Даша рядом, у другой стены, дышала ровно, еле слышно. «Я примиряюсь, — подумала Зай, — с ее судьбой. Ребячеством были мои к ней требования. Я люблю ее и хочу, чтобы она была счастлива. А Соня будет несчастна, потому что… Почему? Я этого не знаю, но так предчувствую. Я сегодня сказала ей: совсем это не актеры. Один — будущий врач, другой — учится на фотографа; девочки обе играют в студенческом симфоническом оркестре. Я познакомлю тебя с ними на генеральной, и ты увидишь, как с ними весело.

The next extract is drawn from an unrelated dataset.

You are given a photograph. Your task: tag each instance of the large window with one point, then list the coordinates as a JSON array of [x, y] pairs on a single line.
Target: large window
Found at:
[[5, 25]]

И тогда она так странно улыбнулась мне и не ответила ничего».
Вдали, у Святой Клотильды, часы прозвонили два раза; в доме было тихо и на дворе было тихо, и Зай вдруг пришла мысль, что следовало бы сейчас из озорства встать, одеться, крадучись выйти из дому, по мокрым от двухдневного ливня улицам выйти, пробежаться до сквера, обежать площадь, обозреть ночной мир в его пустынной и строгой наготе и вернуться под одеяло, но она почувствовала, как слипаются, наконец, ее глаза, и только улыбнулась этому своему желанию.
— Графиня, ваш сын… — Зай уже спала.
В первый раз за много лет Соня приняла участие в семейном совете.
— Она никогда не хотела учиться и с трудом сдала экзамены в коммунальной школе, — сказал Тягин, — правда, жизнь ее была нарушена. Не сразу все вошло в норму после ее переезда.
Любовь Ивановна уже целый час искала в буфете серебряное ситечко, миска и соусник стояли на полу, сама же она ползала вокруг, ящики были выдвинуты.
— Куда закатилось — не знаю. Другие и учатся, а все от них толку нет, — бормотала она, — по десять лет учатся, все знают, а применения талантам не находят и помощи от них — шиш с маслом.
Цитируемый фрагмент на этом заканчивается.